Lumber prices per thousand board feet fell 1.5 percent recently, remaining subdued below their crucial $1,000 per thousand board feet level, which has served as support multiple times since it crossed above that threshold in December. The essential building material is down 30 percent from its March high of $1,357 per thousand board feet.
The ongoing weakness comes as mortgage rates rise following the Federal Reserve’s rate hike last month. The popular 30-year fixed mortgage rate surged above 5% for the first time in years. The rate hit 5.02 percent, which is the highest since 2018.

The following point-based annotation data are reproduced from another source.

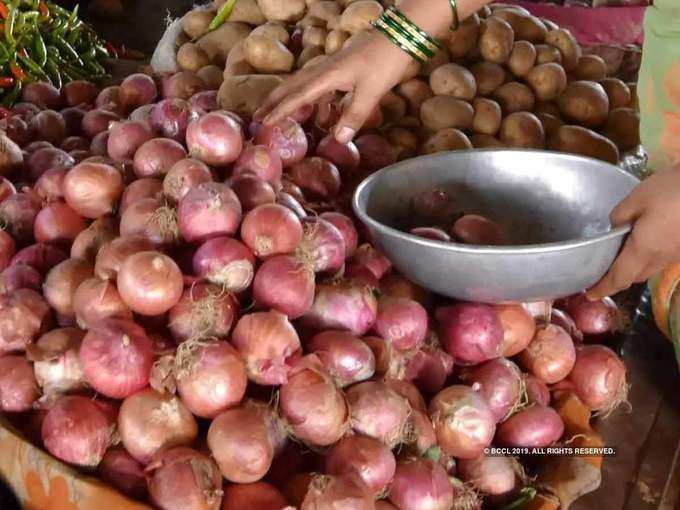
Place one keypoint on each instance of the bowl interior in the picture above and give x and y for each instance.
(537, 197)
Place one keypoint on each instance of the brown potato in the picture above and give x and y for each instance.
(547, 81)
(623, 128)
(488, 76)
(495, 40)
(441, 112)
(523, 130)
(488, 116)
(590, 67)
(583, 141)
(450, 139)
(460, 42)
(568, 46)
(618, 93)
(584, 103)
(515, 97)
(453, 80)
(522, 58)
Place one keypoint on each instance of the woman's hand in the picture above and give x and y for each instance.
(654, 210)
(368, 68)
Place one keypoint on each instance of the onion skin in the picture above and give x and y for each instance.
(314, 408)
(348, 359)
(551, 354)
(149, 421)
(421, 484)
(286, 285)
(535, 425)
(181, 478)
(18, 387)
(363, 457)
(268, 343)
(77, 430)
(150, 283)
(463, 421)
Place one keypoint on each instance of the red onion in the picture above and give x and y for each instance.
(463, 421)
(183, 176)
(149, 422)
(378, 411)
(344, 155)
(271, 229)
(343, 305)
(56, 362)
(150, 283)
(183, 478)
(347, 359)
(137, 89)
(215, 139)
(225, 262)
(286, 285)
(551, 355)
(471, 332)
(261, 161)
(211, 379)
(269, 344)
(204, 311)
(18, 387)
(287, 139)
(155, 157)
(121, 470)
(77, 430)
(337, 493)
(61, 284)
(402, 322)
(253, 496)
(599, 378)
(500, 383)
(421, 484)
(535, 425)
(363, 457)
(244, 441)
(210, 209)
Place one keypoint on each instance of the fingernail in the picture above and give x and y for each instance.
(344, 134)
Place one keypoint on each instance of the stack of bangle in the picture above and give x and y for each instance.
(406, 34)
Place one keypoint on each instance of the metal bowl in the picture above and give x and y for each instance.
(553, 207)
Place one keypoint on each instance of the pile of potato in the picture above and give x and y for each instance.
(505, 78)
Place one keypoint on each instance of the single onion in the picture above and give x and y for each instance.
(183, 176)
(599, 378)
(343, 305)
(56, 362)
(150, 283)
(225, 262)
(77, 430)
(271, 229)
(149, 422)
(551, 354)
(421, 484)
(268, 343)
(363, 457)
(204, 311)
(286, 285)
(18, 387)
(347, 358)
(210, 209)
(463, 421)
(378, 411)
(182, 478)
(244, 441)
(535, 425)
(313, 407)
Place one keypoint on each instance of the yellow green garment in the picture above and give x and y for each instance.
(659, 85)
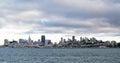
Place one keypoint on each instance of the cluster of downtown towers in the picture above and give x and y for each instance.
(63, 43)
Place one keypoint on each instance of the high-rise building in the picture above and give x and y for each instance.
(29, 41)
(73, 38)
(6, 42)
(43, 39)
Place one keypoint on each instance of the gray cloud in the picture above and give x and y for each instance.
(78, 18)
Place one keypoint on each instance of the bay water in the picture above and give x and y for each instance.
(59, 55)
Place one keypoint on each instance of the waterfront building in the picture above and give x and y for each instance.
(43, 39)
(6, 42)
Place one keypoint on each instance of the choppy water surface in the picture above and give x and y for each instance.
(82, 55)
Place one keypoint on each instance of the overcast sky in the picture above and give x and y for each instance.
(57, 18)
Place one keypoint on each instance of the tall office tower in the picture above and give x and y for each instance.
(73, 38)
(6, 42)
(29, 41)
(43, 39)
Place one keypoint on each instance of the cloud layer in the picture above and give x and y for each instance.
(60, 16)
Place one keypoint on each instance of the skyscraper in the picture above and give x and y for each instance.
(73, 38)
(43, 39)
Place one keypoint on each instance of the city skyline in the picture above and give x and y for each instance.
(59, 18)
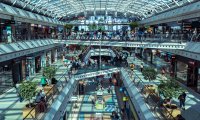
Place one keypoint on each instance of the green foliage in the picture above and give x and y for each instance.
(68, 26)
(76, 29)
(133, 25)
(92, 27)
(27, 90)
(149, 73)
(102, 28)
(170, 89)
(49, 72)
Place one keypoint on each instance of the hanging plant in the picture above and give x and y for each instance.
(149, 73)
(27, 90)
(68, 27)
(170, 89)
(49, 72)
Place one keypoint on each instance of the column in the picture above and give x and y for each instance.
(56, 55)
(43, 60)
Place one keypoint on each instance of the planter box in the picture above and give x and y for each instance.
(26, 111)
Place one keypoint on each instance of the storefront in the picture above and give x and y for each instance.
(30, 67)
(187, 71)
(48, 58)
(17, 71)
(37, 64)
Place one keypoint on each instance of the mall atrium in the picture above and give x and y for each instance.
(99, 59)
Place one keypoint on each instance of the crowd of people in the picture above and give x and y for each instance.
(134, 36)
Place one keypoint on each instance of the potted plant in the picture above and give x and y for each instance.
(27, 91)
(149, 73)
(170, 89)
(92, 27)
(50, 72)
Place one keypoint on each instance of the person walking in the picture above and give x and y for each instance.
(43, 81)
(141, 67)
(182, 98)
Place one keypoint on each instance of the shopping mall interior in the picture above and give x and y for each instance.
(99, 59)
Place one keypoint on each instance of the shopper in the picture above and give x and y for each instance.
(43, 81)
(182, 98)
(16, 86)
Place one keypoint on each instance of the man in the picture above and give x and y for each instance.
(141, 67)
(182, 98)
(43, 81)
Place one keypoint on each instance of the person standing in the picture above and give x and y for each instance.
(141, 67)
(43, 81)
(182, 98)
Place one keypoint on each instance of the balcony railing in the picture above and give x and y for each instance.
(172, 37)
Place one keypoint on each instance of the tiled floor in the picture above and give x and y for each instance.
(192, 98)
(87, 111)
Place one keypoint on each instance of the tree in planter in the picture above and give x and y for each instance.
(170, 89)
(133, 25)
(149, 73)
(27, 91)
(92, 27)
(49, 72)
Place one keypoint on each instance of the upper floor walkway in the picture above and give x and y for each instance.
(135, 44)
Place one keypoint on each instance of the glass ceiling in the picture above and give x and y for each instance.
(63, 8)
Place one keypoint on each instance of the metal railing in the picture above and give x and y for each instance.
(151, 98)
(172, 37)
(51, 94)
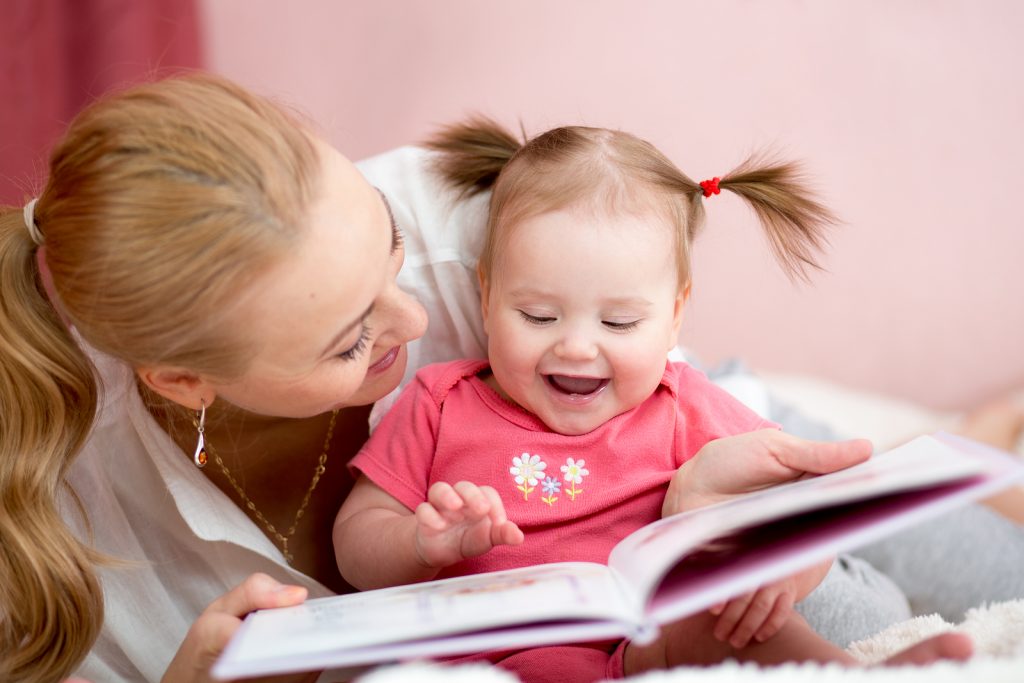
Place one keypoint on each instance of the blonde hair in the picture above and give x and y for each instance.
(163, 203)
(616, 171)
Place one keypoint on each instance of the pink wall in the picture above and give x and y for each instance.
(908, 115)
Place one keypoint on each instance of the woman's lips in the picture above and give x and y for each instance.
(385, 361)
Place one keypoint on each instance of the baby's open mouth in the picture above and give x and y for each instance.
(581, 386)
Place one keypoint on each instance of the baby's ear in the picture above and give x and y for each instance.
(484, 294)
(677, 316)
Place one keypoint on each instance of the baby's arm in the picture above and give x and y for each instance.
(379, 542)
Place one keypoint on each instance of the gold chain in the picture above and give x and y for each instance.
(321, 468)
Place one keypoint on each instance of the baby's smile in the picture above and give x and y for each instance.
(577, 386)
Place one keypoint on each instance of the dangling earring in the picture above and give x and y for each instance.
(200, 458)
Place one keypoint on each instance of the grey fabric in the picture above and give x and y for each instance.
(854, 601)
(960, 560)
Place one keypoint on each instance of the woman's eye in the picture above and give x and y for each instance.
(536, 319)
(621, 327)
(358, 347)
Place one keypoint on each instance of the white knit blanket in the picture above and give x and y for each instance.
(997, 632)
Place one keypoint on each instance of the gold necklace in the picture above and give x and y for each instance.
(317, 472)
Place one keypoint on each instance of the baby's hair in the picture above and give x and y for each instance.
(598, 168)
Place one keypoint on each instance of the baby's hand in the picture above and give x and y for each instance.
(461, 521)
(759, 614)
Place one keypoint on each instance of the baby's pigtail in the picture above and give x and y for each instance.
(796, 222)
(473, 153)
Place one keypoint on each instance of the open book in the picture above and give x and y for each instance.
(664, 571)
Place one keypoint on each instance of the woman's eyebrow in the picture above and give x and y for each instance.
(395, 241)
(347, 330)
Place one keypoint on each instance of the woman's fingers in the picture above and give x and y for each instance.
(257, 592)
(214, 628)
(817, 457)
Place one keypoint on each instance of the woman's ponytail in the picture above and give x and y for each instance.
(795, 221)
(51, 605)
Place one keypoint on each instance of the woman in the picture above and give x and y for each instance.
(203, 282)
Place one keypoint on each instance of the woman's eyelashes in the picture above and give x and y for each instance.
(358, 347)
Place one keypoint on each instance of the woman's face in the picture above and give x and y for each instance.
(330, 322)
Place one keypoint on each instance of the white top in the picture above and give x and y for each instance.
(184, 542)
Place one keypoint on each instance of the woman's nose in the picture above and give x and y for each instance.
(404, 317)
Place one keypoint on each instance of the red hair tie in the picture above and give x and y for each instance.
(710, 186)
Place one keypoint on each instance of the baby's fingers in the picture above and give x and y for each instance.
(730, 616)
(476, 501)
(779, 613)
(758, 611)
(443, 498)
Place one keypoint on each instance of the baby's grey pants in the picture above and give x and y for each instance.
(960, 560)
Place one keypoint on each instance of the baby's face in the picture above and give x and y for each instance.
(581, 310)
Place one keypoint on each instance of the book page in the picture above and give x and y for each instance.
(646, 556)
(353, 629)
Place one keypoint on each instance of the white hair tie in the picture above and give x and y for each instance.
(30, 221)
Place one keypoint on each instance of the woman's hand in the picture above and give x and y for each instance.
(209, 635)
(744, 463)
(461, 521)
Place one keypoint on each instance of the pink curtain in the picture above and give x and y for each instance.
(56, 55)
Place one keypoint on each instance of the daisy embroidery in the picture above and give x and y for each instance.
(573, 472)
(550, 486)
(527, 470)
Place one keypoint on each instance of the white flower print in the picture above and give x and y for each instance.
(573, 472)
(527, 470)
(551, 485)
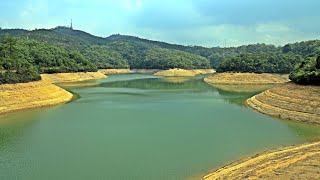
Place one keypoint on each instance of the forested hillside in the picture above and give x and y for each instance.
(307, 72)
(21, 60)
(260, 63)
(119, 51)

Higher mortgage rates will only add barriers to an already restrictive housing market, where home prices have been pushed to dizzying heights by cheap debt. For homebuyers, especially those looking to break in for the first time, higher mortgage payments and supply-demand imbalances are creating an affordability crisis.
Eventually, this could lead to a drop in demand for housing, which in turn would lead to a slowdown in new construction next year, contributing to a continued decline in lumber prices, according to ING Economics.

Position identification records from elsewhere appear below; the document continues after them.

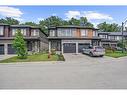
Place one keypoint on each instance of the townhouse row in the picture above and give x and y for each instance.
(64, 39)
(36, 39)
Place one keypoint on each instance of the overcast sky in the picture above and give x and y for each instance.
(94, 14)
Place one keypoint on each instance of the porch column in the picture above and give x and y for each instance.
(49, 46)
(76, 47)
(5, 49)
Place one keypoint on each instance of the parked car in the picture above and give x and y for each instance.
(94, 51)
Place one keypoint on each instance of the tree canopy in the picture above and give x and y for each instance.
(105, 27)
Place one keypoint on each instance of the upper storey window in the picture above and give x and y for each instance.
(66, 32)
(35, 32)
(1, 30)
(14, 31)
(23, 31)
(94, 33)
(52, 33)
(84, 32)
(103, 36)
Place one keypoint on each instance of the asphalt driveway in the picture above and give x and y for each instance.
(77, 72)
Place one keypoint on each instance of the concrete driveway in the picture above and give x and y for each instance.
(77, 72)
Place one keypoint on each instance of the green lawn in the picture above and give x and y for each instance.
(116, 54)
(34, 57)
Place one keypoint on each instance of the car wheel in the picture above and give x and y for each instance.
(91, 54)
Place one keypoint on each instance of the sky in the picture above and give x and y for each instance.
(94, 14)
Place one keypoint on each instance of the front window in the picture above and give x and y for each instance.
(84, 32)
(103, 36)
(23, 31)
(35, 32)
(66, 32)
(52, 33)
(14, 31)
(1, 30)
(94, 33)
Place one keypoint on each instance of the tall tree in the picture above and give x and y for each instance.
(105, 27)
(9, 20)
(19, 45)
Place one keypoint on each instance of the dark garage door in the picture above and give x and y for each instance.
(11, 50)
(69, 48)
(82, 45)
(1, 49)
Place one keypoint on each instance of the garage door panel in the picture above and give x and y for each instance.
(69, 48)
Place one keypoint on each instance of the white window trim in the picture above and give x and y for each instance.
(84, 32)
(1, 30)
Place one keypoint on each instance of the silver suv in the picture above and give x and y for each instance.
(94, 51)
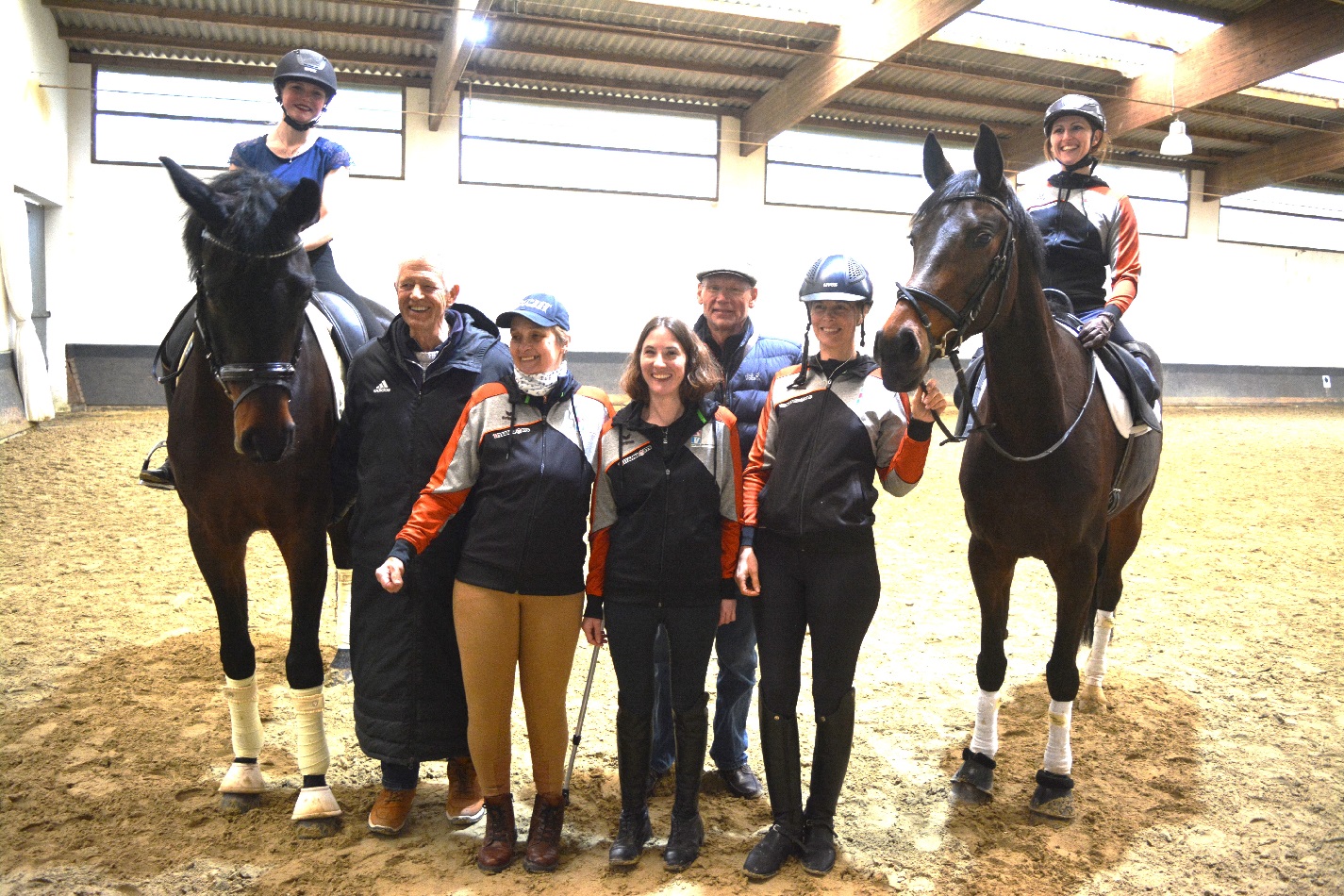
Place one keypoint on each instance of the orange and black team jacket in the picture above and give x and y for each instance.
(527, 464)
(667, 510)
(809, 477)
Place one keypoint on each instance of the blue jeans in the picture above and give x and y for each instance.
(736, 648)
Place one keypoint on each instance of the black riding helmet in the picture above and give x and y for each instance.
(834, 278)
(306, 65)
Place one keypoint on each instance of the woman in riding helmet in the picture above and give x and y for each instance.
(1087, 225)
(808, 557)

Excess housing supply would be a welcome sign to new homebuyers. Extra supply would help slow the pace of growth in rent prices, and thus help tame inflation and give the Fed breathing room to slow its current rate-hiking cycle.
It appears the jump in interest rates already is impacting home sales. February home sales fell 6 percent year-over-year to a seasonally adjusted annual rate of 772,000, according to data from the U.S. Commerce Department.
A further rise in mortgage rates could help balance the supply and demand of new homes, which in turn could put continued weakness on lumber prices.